Gambling bills resurface at State Capitol
HONOLULU (HawaiiNewsNow) - Among the many issues lawmakers are debating again is gambling. There are nearly three dozen bills at the State Capitol regarding casinos, lotteries or gaming.
One bill in particular would allow churches and non-profits to hold bingo events in order to raise money. That one has the best chance of going anywhere but we're told it's still a long shot.
Once again Hawaii lawmakers are rolling the dice on legalizing gambling with proposals calling for casinos, lotteries, horse racing and more. And once again gambling opponents stepped forward with their reasons why it's all a bad idea.
"Crime increases 10 percent approximately every year. It continues to go up once the gambling comes in. People ask well why is that? People lose their money and resort to crime," said John Kindt, University of Illinois Professor. "Slot machines are known as the crack cocaine of creating new addicted gamblers.
"Gambling hurts tourism. It actually kills tourism," continued Kindt. "People who are spending their money gambling are not spending their money in tourist activities. They're not buying cars, computers, refrigerators and even the essentials of life."
"The Honolulu Police Department is opposed to any form of legalized gambling," said Capt. Jerry Inouye, HPD Vice Squad, Gambling Division.
"It acts as a regressive tax against low income people. Low income people spend a higher percentage of their income on gambling versus the rest of the population," said Gavin Thornton, Hawaii Appleseed Center for Law & Economic Justice.
"If you're going to bring something like addiction, bankruptcy and crime to Hawaii then obviously the burden is going to fall on the social service organizations and so the churches stand united that gambling is not something we want to bring to our beautiful home state," said Eva Andrade, Hawaii Family Forum.
"Well I think that is a matter of opinion. The bottom line is these gaming bills have been in this body for over 30 years and have heard the gloom and doom speech," said State Senator Malama Solomon, (D) Hilo, Waimea, Kona. "I just feel they are all in a state of denial. I really feel that this state is on the verge of bankruptcy."
Senator Malama Solomon has repeatedly doubled down authoring gambling bills to raise money instead of raising taxes.
This session Representative Joe Souki is House Speaker and also supports gambling. However even lawmakers who see the value in gambling don't see his position of power as enough to beat the House.
"His rise to being speaker again had nothing to do with whether his supporters gambling or not," said State Senator Will Espero, (D) Ewa Beach, Ocean Pointe. "Right now I don't get the feeling the legislature is ready to pass any gambling bills."

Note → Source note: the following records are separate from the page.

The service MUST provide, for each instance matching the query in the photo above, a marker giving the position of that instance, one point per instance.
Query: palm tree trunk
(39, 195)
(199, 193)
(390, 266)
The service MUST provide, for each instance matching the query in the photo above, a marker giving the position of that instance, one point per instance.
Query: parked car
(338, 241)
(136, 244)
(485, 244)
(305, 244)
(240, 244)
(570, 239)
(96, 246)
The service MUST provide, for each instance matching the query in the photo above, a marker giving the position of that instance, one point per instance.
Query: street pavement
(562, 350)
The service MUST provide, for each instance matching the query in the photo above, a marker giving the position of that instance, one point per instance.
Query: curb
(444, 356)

"I think you got a better chance of the 49ers getting a 5th quarter yesterday and putting up 60 points than you do of these measures ever reaching the governor's desk," said State Representative Angus McKelvey, (D) West Maui, North Kihei. "You need 26 people (in the House) at the end of the day no matter who the speaker is and given how people responded during the campaign in forums when this question was asked I don't see the support being there."
Lawmakers say if ever there was a time gambling would have been approved it was the last few years, but now that the economy is turning around and Hawaii is coming off a record tourism year there's less incentive to resort to gambling. But you never know.